More On Early Artificial Eye Development (February 26 2007)
http://www.msnbc.msn.com/id/17248417/
Here is a general interest article from MSNBC on early work in the development of artifical eyes: researchers are "[researchers are] implanting special silicon chips in partially blind cats in a bid to help replace or possibly repair diseased retinas in humans. ... The chips, which provide their own energy, have shown encouraging results in clinical human trials, in some cases improving sight in people with retinitis pigmentosa or at least slowing the disease's development. ... Then there are the many attempts, like Optobionics, of creating artificial sight. Some efforts include miniature video cameras that pipe images straight to the brain, devices that send signals to a network of miniature electrodes attached to the retina or chips that eventually could graft themselves to retinal cells, creating a cyborglike system for producing images." The overlap between the development of prosthetics and regenerative medicine is particularly interesting: "A French company is conducting trials for an implant that would release proteins in the eyeball to offset the damage done to retinal cells, perhaps indefinitely."

Indefinite Life Extension Petition (February 26 2007)

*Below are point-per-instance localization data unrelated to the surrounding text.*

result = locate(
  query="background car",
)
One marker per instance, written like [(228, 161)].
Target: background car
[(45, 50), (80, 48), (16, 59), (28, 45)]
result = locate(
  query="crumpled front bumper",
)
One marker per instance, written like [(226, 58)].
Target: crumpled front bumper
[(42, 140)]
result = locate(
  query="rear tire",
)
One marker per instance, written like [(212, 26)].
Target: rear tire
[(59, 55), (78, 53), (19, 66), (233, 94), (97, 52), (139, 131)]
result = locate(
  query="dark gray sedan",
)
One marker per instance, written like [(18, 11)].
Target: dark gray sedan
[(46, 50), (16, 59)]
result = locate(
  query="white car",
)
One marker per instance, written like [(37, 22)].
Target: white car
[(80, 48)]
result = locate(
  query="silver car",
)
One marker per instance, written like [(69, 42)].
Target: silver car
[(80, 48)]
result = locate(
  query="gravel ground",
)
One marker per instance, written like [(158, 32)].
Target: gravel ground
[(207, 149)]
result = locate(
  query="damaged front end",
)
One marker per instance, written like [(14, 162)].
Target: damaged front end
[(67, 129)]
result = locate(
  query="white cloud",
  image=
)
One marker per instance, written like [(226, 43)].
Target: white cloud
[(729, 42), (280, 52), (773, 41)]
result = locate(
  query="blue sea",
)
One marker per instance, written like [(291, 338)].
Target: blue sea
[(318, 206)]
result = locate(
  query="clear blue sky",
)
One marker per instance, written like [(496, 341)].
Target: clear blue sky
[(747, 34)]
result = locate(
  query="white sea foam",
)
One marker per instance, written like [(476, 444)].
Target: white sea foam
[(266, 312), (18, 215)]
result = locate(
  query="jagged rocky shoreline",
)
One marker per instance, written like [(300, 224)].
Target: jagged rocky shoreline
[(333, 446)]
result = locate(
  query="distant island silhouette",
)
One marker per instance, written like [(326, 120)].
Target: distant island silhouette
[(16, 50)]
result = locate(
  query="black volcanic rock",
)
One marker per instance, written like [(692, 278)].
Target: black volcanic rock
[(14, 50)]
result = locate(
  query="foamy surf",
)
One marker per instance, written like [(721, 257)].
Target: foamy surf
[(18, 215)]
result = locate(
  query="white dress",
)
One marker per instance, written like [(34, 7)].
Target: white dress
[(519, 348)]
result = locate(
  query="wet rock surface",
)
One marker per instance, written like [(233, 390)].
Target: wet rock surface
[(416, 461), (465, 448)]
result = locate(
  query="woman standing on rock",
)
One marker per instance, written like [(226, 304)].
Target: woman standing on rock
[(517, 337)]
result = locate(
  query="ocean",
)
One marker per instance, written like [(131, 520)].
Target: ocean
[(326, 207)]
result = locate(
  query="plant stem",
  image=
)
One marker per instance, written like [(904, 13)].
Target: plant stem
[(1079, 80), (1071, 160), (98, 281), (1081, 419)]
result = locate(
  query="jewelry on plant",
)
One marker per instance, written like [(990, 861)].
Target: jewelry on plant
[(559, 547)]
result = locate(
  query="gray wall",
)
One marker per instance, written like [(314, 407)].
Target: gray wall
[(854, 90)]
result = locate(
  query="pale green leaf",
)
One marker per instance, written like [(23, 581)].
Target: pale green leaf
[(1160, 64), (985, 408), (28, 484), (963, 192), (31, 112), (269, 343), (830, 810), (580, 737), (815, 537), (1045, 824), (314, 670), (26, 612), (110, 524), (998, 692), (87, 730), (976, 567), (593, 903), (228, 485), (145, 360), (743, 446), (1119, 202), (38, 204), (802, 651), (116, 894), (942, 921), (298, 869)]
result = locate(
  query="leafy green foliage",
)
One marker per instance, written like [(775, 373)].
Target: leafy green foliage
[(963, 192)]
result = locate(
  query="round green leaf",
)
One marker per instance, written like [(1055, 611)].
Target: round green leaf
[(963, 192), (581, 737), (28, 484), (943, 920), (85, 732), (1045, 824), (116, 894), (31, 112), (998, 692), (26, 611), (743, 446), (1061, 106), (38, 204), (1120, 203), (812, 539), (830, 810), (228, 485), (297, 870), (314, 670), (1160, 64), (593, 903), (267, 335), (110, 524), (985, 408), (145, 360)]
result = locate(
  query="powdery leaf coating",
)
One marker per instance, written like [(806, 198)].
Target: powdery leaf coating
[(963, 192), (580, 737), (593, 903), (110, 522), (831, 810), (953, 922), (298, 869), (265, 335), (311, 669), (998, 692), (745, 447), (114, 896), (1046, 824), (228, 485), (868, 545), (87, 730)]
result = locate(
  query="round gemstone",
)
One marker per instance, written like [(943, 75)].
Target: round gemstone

http://www.petitiononline.com/CEL/petition.html
The fellow behind the Coalition to Extend Life is looking for signatories for his online petition: "Our Declaration of Independence declares that, 'Life, liberty, and the pursuit of happiness' are inalienable rights for all people. Heretofore, life was a fixed period of time, which has steadily risen over the years. Recently, medical science has made amazing discoveries about how humans age and why they die. Many diseases are being conquered and our lives are being prolonged. The possibility of Indefinite Life Extension is on the horizon. No longer is an unrestricted lifespan an impossible dream, but many hurdles still remain. It is our position that Indefinite Life Extension be considered a national priority. In order to give full meaning to the right to 'life' we need a 'war on aging.' We ask you to create the conditions that will make this possible. First, a National Institute for Life Extension be created with sufficient revenues to fund research in this area. Second, that the Food and Drug Administration classify aging as a disease. Third, a National Commission be organized to study the social and economic impacts of this new reality. Fourth, a 'Manhattan Project' to cure the terminal disease of aging." I'm no fan of the enforcement of positive rights by government, as I'm sure you know, but you should feel free to do as your conscience directs.